Buffer overflows using NT 3.1
05 Aug 2023Recently I attempted to use NT 3.1 as a development system, performing editing, compiling and debugging on an NT 3.1 host. This revealed some bugs in the software I was writing, but also uncovered some new (to me) bugs in the operating system itself.
For context, Yori has a debug mode memory allocator that places all allocations to end at a page boundary and marks the next page as no access. This causes any buffer overflows to immediately crash. Running on NT 3.1 exercised that path unexpectedly.
First bug: GetTempPathW
The following is a short snippet of code from GetTempPathW:
77884691 call 778a68e0 ; Call underlying function which does most of the work 77884696 mov ecx,eax ; save the length of the string, in bytes 77884698 shr ecx,1 ; right shift to convert bytes to characters 7788469a or eax,eax ; Check if zero 7788469c jz 778846eb ; If zero, leave 7788469e cmp eax,esi ; Check if returned size is within buffer size 778846a0 jnb 778846eb ; If not, leave 778846a2 lea edx,dword ptr [edi+ecx*2] ; Get a pointer to the buffer after the end of the string 778846a5 cmp word ptr [edx-02],005c ; Check for trailing backslash 778846aa jz 778846e0 ; If it's there, leave 778846ac lea ecx,dword ptr [eax+02] ; Calculate number of bytes with an additional WCHAR 778846af cmp esi,ecx ; Check if it fits in buffer 778846b1 jbe 778846d0 ; If not, leave 778846b3 mov word ptr [edx],005c ; Write trailing backslash to end of buffer 778846b8 mov word ptr [edi+eax*2+02],0000 ; Write NULL to buffer start plus BYTE count ; multiplied by two, plus two
The final instruction clearly intended to write to the character index but instead wrote to the byte index, thereby writing the NULL terminator well off the end of the buffer. Once the bug is known the instructions above look rather silly, because the "correct" final instruction would have been a relatively simple:
mov word ptr [edx+02], 0000
...which is smaller and simpler than the contortion the compiler needed to generate the bug. I worked around this by supplying an excessively long buffer to GetTempPath, and manually NULL terminating the result.

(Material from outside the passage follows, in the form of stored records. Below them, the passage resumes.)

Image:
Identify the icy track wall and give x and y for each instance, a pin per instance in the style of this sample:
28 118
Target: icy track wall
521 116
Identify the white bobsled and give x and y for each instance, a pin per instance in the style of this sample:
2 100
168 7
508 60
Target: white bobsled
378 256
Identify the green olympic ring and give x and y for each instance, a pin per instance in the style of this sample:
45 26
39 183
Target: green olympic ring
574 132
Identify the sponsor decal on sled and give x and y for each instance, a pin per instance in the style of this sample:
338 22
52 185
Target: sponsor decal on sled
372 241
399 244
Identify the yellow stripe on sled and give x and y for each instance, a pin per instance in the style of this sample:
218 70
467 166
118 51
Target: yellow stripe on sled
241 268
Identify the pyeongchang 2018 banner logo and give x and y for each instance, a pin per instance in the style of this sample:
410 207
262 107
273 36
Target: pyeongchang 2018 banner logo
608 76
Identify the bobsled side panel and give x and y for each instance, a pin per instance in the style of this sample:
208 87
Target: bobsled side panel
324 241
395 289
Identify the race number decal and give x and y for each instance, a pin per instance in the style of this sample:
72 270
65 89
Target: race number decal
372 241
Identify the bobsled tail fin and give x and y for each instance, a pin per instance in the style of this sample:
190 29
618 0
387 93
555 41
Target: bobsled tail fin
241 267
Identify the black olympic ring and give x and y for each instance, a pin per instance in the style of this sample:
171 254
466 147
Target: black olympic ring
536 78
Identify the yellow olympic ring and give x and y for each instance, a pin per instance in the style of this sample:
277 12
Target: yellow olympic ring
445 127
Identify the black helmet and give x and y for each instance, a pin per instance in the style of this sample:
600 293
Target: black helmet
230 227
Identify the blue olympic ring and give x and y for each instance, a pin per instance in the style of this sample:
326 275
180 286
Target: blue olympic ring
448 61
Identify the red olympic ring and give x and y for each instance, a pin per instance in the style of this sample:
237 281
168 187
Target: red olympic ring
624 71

Obviously this bug is potentially serious in that it will stomp a NULL over random memory. But one mitigating factor is that the ANSI functions, such as GetTempPathA, end up using a scratch buffer for Unicode strings and converting the result back into the caller's buffer. For any program using the ANSI function where the temporary path was less than 128 characters - which would almost always be the case - this NULL is written into the scratch buffer with no ill-effects.
Second bug: All of user32?
The second piece of code seems to be common to a lot of string manipulation in User32:
76a0a595 lea edx,dword ptr [00000005+eax*2] ; Convert characters to bytes and add 5 (huh?) 76a0a59c and edx,fffffffc ; Strip any trailing bytes to form a 32 bit multiple 76a0a59f mov edi,dword ptr [esp+0c] 76a0a5a3 lea eax,dword ptr [edx+edi] 76a0a5a6 cmp dword ptr [esp+10],eax 76a0a5aa jb 76a0a5c6 76a0a5ac cmp edi,eax 76a0a5ae jnb 76a0a5c6 76a0a5b0 mov ecx,edx ; Load the number of bytes to copy into ecx 76a0a5b2 shr ecx,02 ; Shift right so it's the number of 32 bit copy operations 76a0a5b5 rep movsd ; Perform 32 bit copies 76a0a5b7 mov ecx,edx ; Load the number of bytes to copy 76a0a5b9 and ecx,00000003 ; Remove anything that was 32 bit aligned above 76a0a5bc rep movsb ; Copy the remaining bytes
This is a bit odd because the code at the bottom of the function clearly intends to round down to the number of 32 bit aligned values, copy those, then perform a byte-by-byte copy of the remainder. But the code at the top is adding 5 presumably to round up to the next whole 32 bit value. With a debug allocator, this code routinely copies one WCHAR off the end of the buffer and crashes. I "fixed" this by ensuring there's always one more WCHAR than required. Fortunately Yori doesn't use User32 very much, since it's primarily a set of command line tools.
Both of these bugs seemed a little odd because with a debug memory allocator they're trivial to find. But on the other hand, the reason I use a debug memory allocator is because of hard-learned experience that they find bugs, and that experience came into existence after seeing this class of bug in early Windows development. A lot of Windows code was written before learning this lesson.